Re: HTML Character Representation/Transmission Model

Gavin Nicol (gtn@ebt.com)
Tue, 11 Apr 95 15:11:45 EDT

> It should be noted that if the system character set is ISO-8859-1,
> then numeric character references like ҽ can be resolved
> in a system dependent manner, because SGML does not define any
> behaviour here.
>
>I'm not sure what you're saying here. A numeric character reference
>is not resolved in relationship to the system character set but in
>reference to the document character set. These two may differ, i.e.,
>one might have a system character set (what I earlier called the client's
>storage object character set SCS') of Windows Code Page 1252 and
>a document character set of ISO/IEC 10646.
>
>This implies that, in general, a numeric character reference cannot
>be resolved in a system dependent manner. Perhaps you mean that the
>internal representation for the reference's replacement character is
>system dependent? In that case, I agree.

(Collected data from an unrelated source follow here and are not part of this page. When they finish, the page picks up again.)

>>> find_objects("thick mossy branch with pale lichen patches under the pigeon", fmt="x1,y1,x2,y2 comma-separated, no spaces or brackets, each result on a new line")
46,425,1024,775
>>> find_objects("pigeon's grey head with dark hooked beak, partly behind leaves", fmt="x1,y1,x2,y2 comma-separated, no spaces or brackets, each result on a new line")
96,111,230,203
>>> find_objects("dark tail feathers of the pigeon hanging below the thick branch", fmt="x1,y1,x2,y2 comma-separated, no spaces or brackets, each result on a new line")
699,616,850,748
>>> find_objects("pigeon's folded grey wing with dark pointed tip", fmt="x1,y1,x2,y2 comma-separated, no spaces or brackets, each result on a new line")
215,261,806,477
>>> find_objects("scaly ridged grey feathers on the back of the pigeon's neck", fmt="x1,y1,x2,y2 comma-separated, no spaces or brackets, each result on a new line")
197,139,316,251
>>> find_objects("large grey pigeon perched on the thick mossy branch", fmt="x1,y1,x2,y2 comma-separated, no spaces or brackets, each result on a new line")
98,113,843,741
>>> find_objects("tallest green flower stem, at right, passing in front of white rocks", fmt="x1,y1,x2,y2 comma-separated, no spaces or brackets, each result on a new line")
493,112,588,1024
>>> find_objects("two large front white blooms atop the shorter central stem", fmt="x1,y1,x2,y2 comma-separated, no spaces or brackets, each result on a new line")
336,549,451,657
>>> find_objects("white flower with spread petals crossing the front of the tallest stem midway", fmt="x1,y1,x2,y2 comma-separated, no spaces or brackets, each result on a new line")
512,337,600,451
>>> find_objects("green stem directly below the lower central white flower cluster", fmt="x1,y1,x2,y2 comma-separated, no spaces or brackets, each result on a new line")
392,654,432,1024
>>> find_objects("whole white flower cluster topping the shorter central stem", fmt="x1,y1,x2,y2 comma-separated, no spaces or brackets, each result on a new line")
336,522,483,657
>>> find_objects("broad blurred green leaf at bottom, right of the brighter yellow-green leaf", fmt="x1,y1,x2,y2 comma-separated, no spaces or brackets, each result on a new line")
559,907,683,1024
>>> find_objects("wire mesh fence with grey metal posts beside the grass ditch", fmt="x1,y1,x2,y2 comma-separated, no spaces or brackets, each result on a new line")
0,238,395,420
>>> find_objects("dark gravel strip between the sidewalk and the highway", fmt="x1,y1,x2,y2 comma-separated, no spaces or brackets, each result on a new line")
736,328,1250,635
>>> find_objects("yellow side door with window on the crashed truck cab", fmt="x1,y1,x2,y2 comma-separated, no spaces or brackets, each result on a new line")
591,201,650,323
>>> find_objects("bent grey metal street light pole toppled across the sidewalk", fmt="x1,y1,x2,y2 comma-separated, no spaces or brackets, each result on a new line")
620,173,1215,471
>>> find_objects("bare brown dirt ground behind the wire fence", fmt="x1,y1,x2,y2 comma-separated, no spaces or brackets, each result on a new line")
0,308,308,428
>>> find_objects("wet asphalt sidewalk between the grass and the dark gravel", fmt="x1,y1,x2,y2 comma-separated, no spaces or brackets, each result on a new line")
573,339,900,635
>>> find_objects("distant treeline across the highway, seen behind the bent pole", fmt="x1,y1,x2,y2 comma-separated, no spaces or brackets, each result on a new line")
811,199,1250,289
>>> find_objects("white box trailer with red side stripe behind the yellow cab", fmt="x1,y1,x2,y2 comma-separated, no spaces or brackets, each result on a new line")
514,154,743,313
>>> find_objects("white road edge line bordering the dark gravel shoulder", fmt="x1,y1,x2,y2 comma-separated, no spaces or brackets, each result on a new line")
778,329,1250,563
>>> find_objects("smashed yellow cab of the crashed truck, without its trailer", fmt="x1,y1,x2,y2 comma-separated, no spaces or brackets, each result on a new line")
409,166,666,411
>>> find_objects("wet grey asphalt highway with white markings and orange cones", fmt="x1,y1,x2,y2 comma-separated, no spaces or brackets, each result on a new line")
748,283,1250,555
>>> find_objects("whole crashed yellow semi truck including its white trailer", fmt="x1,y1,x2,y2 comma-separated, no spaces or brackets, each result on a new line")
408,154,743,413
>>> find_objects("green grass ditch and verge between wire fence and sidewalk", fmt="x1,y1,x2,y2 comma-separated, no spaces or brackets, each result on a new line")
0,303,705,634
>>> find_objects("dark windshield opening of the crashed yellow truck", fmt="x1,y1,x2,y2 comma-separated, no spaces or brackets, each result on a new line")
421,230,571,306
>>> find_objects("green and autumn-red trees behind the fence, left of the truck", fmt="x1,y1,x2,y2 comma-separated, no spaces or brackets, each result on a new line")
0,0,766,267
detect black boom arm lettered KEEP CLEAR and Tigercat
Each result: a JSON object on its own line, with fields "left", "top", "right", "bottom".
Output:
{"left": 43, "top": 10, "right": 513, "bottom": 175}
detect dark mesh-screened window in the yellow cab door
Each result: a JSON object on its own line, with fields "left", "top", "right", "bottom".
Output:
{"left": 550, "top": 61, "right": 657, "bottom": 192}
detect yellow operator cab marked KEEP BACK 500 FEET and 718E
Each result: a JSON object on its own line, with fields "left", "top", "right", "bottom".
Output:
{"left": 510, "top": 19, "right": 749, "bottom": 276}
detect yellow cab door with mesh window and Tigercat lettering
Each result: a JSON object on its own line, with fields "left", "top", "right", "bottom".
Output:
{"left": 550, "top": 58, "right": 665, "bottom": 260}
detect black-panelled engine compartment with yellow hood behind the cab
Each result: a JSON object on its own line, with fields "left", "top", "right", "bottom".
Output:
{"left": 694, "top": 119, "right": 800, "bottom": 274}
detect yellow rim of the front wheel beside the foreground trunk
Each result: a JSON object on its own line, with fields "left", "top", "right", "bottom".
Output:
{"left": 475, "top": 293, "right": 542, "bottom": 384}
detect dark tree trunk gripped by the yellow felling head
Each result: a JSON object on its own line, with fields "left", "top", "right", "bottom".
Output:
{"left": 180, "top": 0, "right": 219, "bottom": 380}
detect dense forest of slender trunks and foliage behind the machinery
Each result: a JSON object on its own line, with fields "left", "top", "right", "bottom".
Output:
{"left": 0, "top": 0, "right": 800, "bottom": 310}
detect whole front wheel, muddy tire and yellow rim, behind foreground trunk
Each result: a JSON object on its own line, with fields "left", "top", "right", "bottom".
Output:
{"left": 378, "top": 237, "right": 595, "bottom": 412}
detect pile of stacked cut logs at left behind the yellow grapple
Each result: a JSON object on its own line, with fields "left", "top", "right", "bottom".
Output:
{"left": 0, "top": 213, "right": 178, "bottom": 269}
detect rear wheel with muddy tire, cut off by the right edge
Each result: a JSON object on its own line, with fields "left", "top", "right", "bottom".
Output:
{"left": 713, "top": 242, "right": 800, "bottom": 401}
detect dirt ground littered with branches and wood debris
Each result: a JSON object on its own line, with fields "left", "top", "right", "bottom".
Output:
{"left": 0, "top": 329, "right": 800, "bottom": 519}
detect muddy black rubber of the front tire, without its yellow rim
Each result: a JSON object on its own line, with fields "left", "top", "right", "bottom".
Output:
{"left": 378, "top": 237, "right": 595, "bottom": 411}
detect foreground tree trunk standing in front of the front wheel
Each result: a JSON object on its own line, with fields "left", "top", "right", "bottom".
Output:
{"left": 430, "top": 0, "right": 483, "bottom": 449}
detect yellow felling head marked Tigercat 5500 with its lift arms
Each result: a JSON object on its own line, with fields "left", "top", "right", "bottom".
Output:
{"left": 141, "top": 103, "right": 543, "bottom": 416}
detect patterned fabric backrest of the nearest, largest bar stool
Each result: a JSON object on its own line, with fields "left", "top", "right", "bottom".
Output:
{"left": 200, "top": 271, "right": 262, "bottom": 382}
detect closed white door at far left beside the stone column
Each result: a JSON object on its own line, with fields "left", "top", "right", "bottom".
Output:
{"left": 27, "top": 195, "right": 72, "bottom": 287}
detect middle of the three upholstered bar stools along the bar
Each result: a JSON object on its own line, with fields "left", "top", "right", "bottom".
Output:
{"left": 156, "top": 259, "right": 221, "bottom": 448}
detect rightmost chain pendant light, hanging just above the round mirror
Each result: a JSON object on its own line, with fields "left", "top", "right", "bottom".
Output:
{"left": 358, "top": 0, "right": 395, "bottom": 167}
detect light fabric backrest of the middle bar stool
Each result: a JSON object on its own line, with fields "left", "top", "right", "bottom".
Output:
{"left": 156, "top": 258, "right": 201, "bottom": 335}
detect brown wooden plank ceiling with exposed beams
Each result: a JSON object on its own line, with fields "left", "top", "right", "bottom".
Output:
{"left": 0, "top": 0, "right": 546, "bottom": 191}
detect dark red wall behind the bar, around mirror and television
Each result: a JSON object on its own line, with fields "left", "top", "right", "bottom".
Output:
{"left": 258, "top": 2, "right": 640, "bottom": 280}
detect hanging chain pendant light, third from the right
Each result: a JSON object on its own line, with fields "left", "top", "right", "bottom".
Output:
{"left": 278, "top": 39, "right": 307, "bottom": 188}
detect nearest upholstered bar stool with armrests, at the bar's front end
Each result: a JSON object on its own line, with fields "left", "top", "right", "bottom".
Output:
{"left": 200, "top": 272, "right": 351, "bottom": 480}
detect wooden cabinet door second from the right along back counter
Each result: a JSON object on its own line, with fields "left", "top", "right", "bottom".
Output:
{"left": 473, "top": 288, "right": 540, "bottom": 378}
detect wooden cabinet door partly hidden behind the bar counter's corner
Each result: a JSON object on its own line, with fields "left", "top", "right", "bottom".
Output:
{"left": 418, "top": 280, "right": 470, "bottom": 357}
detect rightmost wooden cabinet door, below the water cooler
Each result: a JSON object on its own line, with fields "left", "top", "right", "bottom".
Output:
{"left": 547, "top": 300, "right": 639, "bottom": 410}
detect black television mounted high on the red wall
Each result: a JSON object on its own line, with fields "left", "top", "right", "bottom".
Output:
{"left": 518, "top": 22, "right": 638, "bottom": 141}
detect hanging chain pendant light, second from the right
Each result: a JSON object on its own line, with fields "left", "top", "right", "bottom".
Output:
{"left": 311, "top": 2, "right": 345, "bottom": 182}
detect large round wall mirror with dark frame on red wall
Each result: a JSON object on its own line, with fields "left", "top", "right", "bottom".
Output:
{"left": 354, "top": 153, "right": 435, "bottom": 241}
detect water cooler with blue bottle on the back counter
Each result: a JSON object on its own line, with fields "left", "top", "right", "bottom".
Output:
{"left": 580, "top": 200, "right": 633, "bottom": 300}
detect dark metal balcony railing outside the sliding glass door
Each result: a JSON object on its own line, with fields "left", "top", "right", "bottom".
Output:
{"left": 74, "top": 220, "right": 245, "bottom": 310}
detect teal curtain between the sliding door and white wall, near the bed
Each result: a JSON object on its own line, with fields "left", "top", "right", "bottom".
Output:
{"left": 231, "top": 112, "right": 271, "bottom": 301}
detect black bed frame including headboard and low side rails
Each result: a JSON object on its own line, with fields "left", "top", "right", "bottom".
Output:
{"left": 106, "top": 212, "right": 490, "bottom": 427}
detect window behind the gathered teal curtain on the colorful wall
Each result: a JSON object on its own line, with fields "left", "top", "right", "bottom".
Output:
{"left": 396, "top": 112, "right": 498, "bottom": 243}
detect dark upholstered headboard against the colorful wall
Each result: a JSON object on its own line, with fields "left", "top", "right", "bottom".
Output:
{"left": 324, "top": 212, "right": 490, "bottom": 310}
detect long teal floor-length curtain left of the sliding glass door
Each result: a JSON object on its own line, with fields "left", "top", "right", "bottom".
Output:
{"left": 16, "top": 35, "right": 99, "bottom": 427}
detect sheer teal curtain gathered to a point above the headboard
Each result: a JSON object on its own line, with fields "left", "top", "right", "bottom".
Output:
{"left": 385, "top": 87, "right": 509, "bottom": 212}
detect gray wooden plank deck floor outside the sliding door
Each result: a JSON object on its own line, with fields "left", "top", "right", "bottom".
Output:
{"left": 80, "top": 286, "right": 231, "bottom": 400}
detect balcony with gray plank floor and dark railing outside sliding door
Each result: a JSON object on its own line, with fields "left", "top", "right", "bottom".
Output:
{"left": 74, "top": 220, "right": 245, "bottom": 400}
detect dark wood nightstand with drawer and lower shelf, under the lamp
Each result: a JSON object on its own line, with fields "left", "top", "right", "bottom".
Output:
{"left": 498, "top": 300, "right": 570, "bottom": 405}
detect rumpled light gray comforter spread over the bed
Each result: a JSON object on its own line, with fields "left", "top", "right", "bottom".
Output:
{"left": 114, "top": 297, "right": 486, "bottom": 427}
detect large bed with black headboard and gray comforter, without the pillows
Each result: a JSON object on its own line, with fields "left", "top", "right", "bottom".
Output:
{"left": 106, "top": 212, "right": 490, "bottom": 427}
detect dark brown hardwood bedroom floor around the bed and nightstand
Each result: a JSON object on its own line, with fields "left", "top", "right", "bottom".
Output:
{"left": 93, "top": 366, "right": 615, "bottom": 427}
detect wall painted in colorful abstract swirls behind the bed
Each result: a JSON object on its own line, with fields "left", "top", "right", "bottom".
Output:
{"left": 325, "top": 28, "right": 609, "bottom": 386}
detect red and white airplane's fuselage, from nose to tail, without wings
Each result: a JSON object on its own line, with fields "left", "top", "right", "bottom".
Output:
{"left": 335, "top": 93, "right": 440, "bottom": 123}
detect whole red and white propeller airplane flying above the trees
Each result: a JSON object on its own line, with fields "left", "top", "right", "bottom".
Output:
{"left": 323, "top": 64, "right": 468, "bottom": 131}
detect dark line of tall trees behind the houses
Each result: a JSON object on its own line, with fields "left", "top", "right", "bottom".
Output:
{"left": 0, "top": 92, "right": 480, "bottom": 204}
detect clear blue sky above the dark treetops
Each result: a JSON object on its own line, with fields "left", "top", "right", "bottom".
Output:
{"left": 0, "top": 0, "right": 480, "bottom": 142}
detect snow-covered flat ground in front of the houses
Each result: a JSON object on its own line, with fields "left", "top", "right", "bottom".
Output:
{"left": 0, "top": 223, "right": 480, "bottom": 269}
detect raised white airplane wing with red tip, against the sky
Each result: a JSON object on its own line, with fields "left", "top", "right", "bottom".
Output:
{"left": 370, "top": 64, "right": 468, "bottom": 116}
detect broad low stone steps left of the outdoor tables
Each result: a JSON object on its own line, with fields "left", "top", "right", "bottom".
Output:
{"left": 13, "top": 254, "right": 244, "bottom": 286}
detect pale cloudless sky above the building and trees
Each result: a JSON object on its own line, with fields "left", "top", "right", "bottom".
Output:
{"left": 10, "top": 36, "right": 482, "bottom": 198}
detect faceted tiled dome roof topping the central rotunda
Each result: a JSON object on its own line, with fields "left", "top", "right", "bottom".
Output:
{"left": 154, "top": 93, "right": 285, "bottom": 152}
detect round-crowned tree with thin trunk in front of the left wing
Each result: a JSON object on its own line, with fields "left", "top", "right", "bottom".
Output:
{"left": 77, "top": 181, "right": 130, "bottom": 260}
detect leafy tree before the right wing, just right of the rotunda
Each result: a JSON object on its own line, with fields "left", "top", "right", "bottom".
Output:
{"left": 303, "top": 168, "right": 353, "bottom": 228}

Yes this is what I was trying to say. If the system character set
(internal representation) does not contain all the characters of the
document (coded) character set, then the behaviour is undefined in
SGML (or at least as far as I can tell from reading standard. I seem
to remember a specific passage in Goldfarb which says this, but it's
not exactly something one can commit to memory and remain sane ;-)).